同性愛に関する問題を学校教育に取り入れる試みが、少しずつ広がっている。中学校や高校の授業などで同性愛を取り上げた実例が、1月21日からの2つの教研集会で発表された。「自分は性的に異常ではないか」と悩んできた生徒からも反応が返ってきているといい、教師たちは性的少数者の人権に配慮した教育の必要性を訴えた。

■中高の取り組み少しずつ拡大中

岡山での日教組主催の教研集会では、京都府内の高校で数学を教える土肥謙一郎教諭(36)が、同性愛者であることを公表した同僚教師の話を発表した。

土肥教諭は2年前の文化祭で、教職員劇の脚本を担当した。同性愛をギャグとして織り交ぜるかどうか迷い、同僚の高取昌二教諭(36)に相談すると、分厚い手紙を渡された。

高取先生が自らゲイであることをつづった「手記」だった。中学生のころから男性に恋愛感情を抱きながら「そんなはずはない」と自己否定し続けたこと。「性」が話題にのぼるたびに、肉体と精神が引き裂かれるような苦しみを味わったこと。同性愛について正しい知識を得てようやく、自分を認めることができたこと…。

劇では、この体験をストーリーの柱にすえることにした。文化祭当日。ゲイの主人公を大声で笑っていた生徒たちも、肉親にさえ理解してもらえない孤独感や悩みを主人公が告白する場面になると、急に静かになったという。

埼玉県上尾市立東中学校の小島佐知子先生は昨年、3年生を対象に「異性愛と同性愛」の授業をした。事前のアンケートで「好きな相手」に同性または両性を挙げた生徒が、男女とも数%あった。

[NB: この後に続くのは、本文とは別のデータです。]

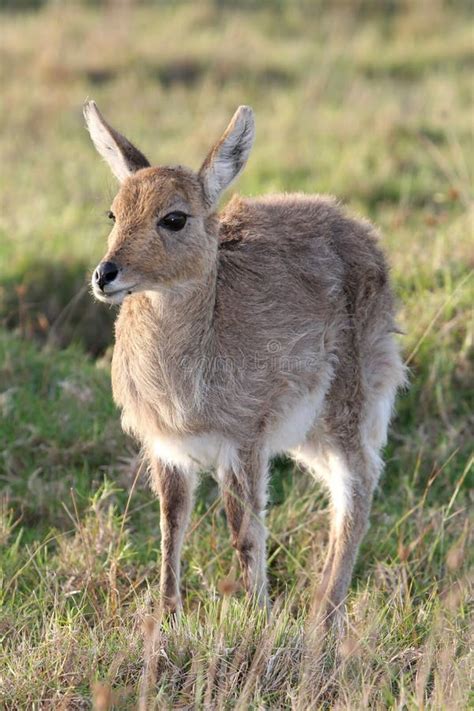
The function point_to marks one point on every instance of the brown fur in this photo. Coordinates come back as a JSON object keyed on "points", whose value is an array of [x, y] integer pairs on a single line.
{"points": [[234, 326]]}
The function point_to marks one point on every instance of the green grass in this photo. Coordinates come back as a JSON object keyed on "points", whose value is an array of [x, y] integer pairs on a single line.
{"points": [[374, 105]]}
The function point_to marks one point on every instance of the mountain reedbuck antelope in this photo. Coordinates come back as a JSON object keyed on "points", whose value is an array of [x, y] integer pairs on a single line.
{"points": [[262, 329]]}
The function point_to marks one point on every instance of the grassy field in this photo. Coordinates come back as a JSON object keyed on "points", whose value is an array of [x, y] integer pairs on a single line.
{"points": [[370, 101]]}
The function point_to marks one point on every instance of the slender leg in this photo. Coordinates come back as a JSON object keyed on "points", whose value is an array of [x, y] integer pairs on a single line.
{"points": [[350, 481], [244, 494], [351, 487], [175, 490]]}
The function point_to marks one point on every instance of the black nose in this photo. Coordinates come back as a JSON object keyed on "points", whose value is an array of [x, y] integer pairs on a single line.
{"points": [[105, 273]]}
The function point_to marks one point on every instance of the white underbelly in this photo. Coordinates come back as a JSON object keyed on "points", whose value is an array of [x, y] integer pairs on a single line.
{"points": [[213, 450], [196, 452]]}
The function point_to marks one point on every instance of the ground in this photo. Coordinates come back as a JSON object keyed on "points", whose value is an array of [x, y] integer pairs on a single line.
{"points": [[369, 101]]}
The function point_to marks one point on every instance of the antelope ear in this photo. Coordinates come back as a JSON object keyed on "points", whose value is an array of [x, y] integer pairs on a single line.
{"points": [[229, 155], [122, 157]]}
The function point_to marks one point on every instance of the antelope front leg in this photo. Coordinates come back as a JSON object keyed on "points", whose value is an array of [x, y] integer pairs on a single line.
{"points": [[175, 490], [244, 495]]}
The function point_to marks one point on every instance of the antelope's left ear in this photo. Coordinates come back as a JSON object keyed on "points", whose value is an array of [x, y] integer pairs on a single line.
{"points": [[229, 155], [121, 155]]}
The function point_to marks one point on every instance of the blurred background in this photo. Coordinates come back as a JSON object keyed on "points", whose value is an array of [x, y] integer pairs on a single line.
{"points": [[369, 100]]}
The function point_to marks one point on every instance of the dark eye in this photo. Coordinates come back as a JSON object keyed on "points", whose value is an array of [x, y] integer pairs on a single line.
{"points": [[174, 221]]}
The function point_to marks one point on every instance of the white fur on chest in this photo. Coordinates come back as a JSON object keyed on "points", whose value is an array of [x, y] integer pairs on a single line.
{"points": [[214, 451]]}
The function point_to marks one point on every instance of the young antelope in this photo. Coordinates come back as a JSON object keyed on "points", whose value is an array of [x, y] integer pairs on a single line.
{"points": [[266, 328]]}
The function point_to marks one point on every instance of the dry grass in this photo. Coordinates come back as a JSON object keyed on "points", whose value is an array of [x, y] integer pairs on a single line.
{"points": [[370, 101]]}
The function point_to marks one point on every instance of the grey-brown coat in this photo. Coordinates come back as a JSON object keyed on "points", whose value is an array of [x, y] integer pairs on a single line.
{"points": [[266, 328]]}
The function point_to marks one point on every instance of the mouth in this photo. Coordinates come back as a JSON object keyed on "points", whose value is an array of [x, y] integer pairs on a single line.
{"points": [[113, 297]]}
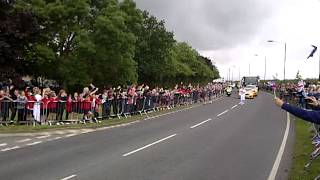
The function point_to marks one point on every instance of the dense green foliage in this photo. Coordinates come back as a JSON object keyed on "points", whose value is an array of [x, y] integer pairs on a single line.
{"points": [[107, 42]]}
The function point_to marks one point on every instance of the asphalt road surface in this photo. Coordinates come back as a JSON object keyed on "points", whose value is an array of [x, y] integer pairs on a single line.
{"points": [[222, 140]]}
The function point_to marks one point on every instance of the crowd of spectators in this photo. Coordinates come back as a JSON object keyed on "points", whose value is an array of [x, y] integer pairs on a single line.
{"points": [[47, 106]]}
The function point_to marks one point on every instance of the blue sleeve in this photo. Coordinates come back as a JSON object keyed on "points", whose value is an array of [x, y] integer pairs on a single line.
{"points": [[310, 116]]}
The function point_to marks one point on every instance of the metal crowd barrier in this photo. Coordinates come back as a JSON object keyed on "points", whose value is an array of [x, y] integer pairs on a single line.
{"points": [[60, 112]]}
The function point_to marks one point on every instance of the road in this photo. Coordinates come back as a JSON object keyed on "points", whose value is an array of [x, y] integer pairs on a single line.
{"points": [[222, 140]]}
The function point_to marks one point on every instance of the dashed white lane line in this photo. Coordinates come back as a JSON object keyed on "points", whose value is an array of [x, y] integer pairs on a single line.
{"points": [[70, 135], [69, 177], [234, 106], [24, 140], [42, 137], [11, 148], [276, 164], [34, 143], [199, 124], [223, 112], [149, 145]]}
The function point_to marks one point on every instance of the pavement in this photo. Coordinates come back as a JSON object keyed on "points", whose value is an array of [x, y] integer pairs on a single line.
{"points": [[222, 140]]}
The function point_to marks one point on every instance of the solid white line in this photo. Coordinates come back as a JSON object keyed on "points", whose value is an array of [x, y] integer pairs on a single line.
{"points": [[223, 113], [8, 149], [149, 145], [200, 123], [34, 143], [42, 137], [70, 135], [276, 164], [69, 177], [24, 140]]}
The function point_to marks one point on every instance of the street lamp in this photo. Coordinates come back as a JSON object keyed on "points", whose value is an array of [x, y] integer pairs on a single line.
{"points": [[285, 56], [265, 66]]}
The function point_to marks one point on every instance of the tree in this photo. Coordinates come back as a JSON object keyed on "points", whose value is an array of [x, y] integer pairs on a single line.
{"points": [[19, 31]]}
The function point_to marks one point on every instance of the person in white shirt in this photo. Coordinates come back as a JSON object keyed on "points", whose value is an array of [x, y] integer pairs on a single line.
{"points": [[37, 106], [242, 94]]}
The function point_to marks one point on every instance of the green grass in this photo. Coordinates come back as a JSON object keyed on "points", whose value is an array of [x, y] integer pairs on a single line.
{"points": [[302, 150], [104, 123]]}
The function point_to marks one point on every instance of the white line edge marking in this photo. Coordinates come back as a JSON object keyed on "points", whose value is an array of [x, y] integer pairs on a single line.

授業では、愛には様々な形があることを説いた。多くの資料を紹介し、恋愛の対象が同性に向かっている生徒に、自己肯定ができるよう手助けをした。

小島先生は「多くの文献から、同性愛者が自分の性的な関心に気づくのは思春期だと知った。だからこそ、中学校で取り上げる必要がある」と訴える。

全教などが滋賀で開いた教研集会では、大阪の私立女子高校で生物を教える池田久美子教諭(34)が「性的少数者の人権」のテーマで発表した。

一昨年、3年生の授業で、エイズや同性愛について取り上げた。その授業で池田教諭は自分も同性愛者であることを打ち明けた。

その後、何人かの生徒が無記名の感想文を寄せた。「私も今まで本気で好きになった人は女の子でした・・・今でも、自分が同性愛者か異性愛者か、いまだに分かりません」「実は、自分も今、女の子と付き合っています」

今年度も1年生の授業で同じテーマを取り上げた。池田先生は「結婚して出産するのが普通の道と一般には考えられているが、それができない人たちもいるという情報を学校で教えておかなければ。人知れず悩む子どもたちは必ずいる」と話している。